On August 20, just one day before the California deadline – and after Lyft announced that it would suspend operations at midnight – a state stopped an appeal to the court, preventing a shutdown. In short, the 11-hour order loses companies more time to complete their profession. Now, the CEOs of Lyft and Uber have until September 4 to submit affidavits showing that they have developed a plan to comply with AB5, in case both their appeal and a current voting measure (more on that below) fail. Oral arguments are scheduled for October 13.
Like many employees of gig economy, drivers for companies with driving have suffered financially due to a reduction in work pressure amid the pandemic. With current estimates, ride bookings have fallen a whopping 75 percent in recent months. In addition, Wired reports that because Uber and Lyft do not consider drivers’ employees – and as a result do not pay into unemployment insurance programs – they often do not have the quality to find employment.

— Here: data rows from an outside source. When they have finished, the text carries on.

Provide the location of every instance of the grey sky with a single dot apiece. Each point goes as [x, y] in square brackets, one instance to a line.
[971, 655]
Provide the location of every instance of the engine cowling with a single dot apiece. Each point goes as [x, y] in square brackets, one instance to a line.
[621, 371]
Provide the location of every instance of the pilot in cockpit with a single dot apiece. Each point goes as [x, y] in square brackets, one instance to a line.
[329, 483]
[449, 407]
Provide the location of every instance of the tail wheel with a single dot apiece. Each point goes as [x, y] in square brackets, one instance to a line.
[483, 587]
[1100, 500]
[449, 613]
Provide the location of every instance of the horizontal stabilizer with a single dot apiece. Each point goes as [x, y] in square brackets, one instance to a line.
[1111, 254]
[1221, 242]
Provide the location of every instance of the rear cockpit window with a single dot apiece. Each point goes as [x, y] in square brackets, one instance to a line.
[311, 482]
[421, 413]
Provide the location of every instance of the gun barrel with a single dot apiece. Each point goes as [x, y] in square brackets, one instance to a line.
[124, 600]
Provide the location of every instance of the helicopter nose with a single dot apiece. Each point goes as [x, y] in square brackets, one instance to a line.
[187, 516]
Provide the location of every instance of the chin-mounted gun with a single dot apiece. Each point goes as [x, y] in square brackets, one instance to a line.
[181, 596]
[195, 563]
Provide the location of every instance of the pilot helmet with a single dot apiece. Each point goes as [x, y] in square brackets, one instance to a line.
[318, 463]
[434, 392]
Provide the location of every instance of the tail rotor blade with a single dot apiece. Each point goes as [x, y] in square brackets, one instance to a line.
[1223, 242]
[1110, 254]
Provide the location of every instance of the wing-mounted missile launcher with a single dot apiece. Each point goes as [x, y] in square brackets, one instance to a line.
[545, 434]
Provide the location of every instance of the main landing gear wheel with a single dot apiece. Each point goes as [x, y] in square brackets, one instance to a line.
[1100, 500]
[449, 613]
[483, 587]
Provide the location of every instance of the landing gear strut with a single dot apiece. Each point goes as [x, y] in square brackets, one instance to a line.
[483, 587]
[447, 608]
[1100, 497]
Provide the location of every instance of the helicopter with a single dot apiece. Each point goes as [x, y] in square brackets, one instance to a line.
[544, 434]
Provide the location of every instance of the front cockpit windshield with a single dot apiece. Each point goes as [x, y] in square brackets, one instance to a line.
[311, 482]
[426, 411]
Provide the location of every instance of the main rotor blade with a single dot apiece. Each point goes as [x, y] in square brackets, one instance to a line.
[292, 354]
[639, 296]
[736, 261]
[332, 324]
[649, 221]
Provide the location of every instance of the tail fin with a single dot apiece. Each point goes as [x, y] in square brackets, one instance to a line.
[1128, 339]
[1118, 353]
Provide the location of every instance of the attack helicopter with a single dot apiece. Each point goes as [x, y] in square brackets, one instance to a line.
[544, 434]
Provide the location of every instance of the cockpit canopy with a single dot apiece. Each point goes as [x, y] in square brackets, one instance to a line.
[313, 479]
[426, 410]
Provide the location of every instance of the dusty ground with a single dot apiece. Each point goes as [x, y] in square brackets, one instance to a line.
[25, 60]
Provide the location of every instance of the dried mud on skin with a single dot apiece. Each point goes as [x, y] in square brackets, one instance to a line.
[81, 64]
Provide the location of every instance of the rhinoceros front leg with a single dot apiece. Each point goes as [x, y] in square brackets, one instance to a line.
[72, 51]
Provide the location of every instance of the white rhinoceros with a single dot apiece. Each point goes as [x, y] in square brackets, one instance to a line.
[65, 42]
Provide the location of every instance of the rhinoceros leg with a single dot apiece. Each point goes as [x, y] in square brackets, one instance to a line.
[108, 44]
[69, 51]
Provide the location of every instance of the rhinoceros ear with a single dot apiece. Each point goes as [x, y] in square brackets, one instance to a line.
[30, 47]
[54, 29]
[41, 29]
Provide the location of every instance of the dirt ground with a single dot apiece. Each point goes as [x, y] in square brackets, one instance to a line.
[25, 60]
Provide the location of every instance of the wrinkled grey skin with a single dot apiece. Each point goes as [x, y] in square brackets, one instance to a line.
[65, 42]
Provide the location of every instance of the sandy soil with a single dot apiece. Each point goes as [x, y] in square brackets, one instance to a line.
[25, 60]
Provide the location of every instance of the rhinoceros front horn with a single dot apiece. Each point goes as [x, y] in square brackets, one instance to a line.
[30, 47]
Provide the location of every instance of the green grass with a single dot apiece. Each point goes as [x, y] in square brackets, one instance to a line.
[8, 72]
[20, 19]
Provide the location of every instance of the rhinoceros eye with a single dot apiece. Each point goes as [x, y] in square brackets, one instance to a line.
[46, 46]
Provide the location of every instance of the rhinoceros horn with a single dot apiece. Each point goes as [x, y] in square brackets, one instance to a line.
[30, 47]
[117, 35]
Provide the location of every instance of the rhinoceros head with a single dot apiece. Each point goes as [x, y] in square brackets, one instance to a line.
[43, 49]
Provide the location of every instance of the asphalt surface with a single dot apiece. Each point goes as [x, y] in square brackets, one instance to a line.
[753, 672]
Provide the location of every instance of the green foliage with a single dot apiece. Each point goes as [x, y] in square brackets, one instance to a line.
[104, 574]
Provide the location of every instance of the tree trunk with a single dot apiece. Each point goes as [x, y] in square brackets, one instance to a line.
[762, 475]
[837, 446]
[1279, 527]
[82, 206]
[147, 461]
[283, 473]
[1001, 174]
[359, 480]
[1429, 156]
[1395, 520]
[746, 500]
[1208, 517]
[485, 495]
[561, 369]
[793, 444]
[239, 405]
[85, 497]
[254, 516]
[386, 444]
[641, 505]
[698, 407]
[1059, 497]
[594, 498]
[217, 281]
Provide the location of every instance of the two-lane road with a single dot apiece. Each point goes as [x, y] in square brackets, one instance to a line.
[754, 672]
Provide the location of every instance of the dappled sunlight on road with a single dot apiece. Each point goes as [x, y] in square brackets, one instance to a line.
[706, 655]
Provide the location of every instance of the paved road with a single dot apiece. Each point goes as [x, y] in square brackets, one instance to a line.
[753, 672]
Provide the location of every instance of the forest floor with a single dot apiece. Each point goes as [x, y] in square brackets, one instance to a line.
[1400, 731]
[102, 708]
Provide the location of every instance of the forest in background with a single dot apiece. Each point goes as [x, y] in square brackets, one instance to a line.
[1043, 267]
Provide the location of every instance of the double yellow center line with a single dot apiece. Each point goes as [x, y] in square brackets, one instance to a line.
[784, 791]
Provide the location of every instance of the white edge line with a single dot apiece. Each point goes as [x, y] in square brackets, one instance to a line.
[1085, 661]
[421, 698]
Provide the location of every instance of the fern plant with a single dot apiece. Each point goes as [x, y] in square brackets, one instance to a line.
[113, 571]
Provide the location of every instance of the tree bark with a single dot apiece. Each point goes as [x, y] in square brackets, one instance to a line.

“We have millions of people who choose – not force – but who choose to fire ordinary people in the midst of a pandemic because they choose not to follow the law,” said Cherri Murphy, an Oakland resident who worked for Lyft. rides, the Washington said Peal. ‘This is no surprise to anyone; they have had a longer time to resolve this. The only people who put themselves against the wall were Lyft and Uber. ”
This legal battle also comes amid a relentless, sweltering heatwave that has sparked widespread uncontrolled wildfires in the Golden State that have shown no sign of abating, displacing tens of thousands of residents. As of Friday morning, blisters had burned more than 660,000 acres.
To further protect business interests, Lyft and Uber mobilized around a November election measure called Proposition 22, which would exempt app-based ride-sharing and food delivery services from AB5. Per Motherboard, Lyft and Uber have spent a collective $ 90 million on their campaign to pass the measure – which, if passed, could reduce drivers’ incomes to $ 5.64 per hour, according to an estimate by UC Berkeley Labor Center. The minimum wage in California is $ 12 an hour.